Where have all the democrats gone? Alexander Zhukov, a former democrat and now a member of United Russia, considers that “it is a good thing when there is a ruling party in Parliament. The electorate will see clearly who is responsible for everything. In the previous three Dumas that was not the case. It is plain that United Russia is going to encourage a market economy based on reduction of the tax burden, development of free business and reducing the role of the state, re-forming of natural monopolies, bringing Russia into the world market, and reform of social welfare, which is not functioning satisfactorily at present. There is no reason to worry about this Duma. Democratic procedures are being observed better than in its predecessors.”
(Zhukov was shortly afterward appointed a deputy prime minister.)
Political splits and defections continue. The Russian Revival Party, another of the dwarf parties, this one headed by Gennadii Seleznyov, has decided to support Putin in the election and to dump Sergey Mironov, chairman of the Soviet of the Federation and leader of the Party of Life, with whom it had an alliance during the parliamentary elections. The decision was taken after analyzing the party's showing in the elections. Between them the parties of these two leaders won just 1.88 percent of the vote.
Television shows Putin reiterating, “We do not need an argumentative Duma.” The members of United Russia assure the country that their takeover of Parliament is “more honest” with the electors. It is becoming increasingly obvious that strict military discipline rules within the United Russia Party. None of the deputies is allowed to give interviews to journalists or to vote according to conscience. The party now has 310 deputies. Deputies are still joining up and swearing allegiance.
The presidential election campaign is really very odd. There isn't actually any need for cunning spin doctors. Everyone already prefers Putin, even those standing against him. The idiot bodyguard Malyshkin has admitted as much. There was an item on television about Malyshkin's mother, who lives in Rostov Province in a house without running water. She says she will vote for Putin because she is very pleased with him. Mironov has even asked in amazement, “Why are we all standing as candidates? We should all stand shoulder to shoulder with Him.”
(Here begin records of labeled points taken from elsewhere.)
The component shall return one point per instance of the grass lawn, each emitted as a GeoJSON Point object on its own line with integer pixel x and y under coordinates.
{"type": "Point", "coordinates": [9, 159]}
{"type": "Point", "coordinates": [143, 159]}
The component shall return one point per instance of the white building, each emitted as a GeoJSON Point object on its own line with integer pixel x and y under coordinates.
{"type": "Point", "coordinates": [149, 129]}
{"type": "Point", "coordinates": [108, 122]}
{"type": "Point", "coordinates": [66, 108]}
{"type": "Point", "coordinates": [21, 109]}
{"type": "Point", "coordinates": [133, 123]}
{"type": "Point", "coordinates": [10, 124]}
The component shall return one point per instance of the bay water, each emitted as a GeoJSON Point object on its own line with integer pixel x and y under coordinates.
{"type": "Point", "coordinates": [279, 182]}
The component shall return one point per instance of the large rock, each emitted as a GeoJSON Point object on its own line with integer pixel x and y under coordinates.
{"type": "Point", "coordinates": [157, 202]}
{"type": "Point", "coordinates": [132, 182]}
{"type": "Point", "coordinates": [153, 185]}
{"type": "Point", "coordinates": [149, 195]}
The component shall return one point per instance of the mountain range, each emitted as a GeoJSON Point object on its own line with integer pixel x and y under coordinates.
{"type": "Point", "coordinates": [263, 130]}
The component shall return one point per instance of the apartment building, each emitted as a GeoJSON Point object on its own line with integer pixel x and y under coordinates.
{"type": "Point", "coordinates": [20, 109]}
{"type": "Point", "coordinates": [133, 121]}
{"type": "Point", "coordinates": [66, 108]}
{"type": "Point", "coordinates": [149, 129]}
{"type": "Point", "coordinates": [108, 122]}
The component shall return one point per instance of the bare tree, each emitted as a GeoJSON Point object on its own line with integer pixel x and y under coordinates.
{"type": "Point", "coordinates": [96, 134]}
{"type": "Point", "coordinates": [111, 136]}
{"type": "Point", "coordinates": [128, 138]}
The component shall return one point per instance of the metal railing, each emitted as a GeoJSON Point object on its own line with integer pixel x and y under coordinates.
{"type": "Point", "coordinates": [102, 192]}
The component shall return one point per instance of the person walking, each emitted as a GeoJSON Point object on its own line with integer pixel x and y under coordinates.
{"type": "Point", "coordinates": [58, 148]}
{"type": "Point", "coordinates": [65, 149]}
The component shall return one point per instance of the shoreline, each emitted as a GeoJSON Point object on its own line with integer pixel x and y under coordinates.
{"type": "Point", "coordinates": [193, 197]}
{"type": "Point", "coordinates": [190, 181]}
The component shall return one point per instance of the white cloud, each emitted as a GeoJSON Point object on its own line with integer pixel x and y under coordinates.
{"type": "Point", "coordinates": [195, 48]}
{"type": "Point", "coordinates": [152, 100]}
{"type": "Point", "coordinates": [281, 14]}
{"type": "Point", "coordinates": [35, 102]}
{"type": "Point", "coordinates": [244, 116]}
Sergey Glaziev, another pseudocandidate, declares to the people, “I like Putin. I have a lot in common with him. What I don't like is the way his decisions are implemented.”
The failure of the democrats and liberals to put forward a joint candidate themselves looks increasingly like political suicide.
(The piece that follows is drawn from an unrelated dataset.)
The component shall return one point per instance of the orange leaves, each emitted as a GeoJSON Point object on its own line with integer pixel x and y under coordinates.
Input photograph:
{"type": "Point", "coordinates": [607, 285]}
In Grozny, in broad daylight, Russian troops abducted Khalid Edel-khaev, forty-seven, a taxi driver, on the road leading to the village of Petropavlovskaya. His whereabouts are unknown.
The Central Electoral Commission is beginning to receive signatures from supporters of the nonparty candidates, but is there anyone left who is actually against Putin? Only Irina Khakamada.
Within the Communist Party there is a conflict between the leaders, Zyuganov and Semigin, and they have no time left over for a committed political battle against Putin. Rogozin of Rodina says he wants to support Putin. Glaziev is still shilly-shallying.
The deadline for submitting signatures is January 28, and there are fifty-five days remaining until the election.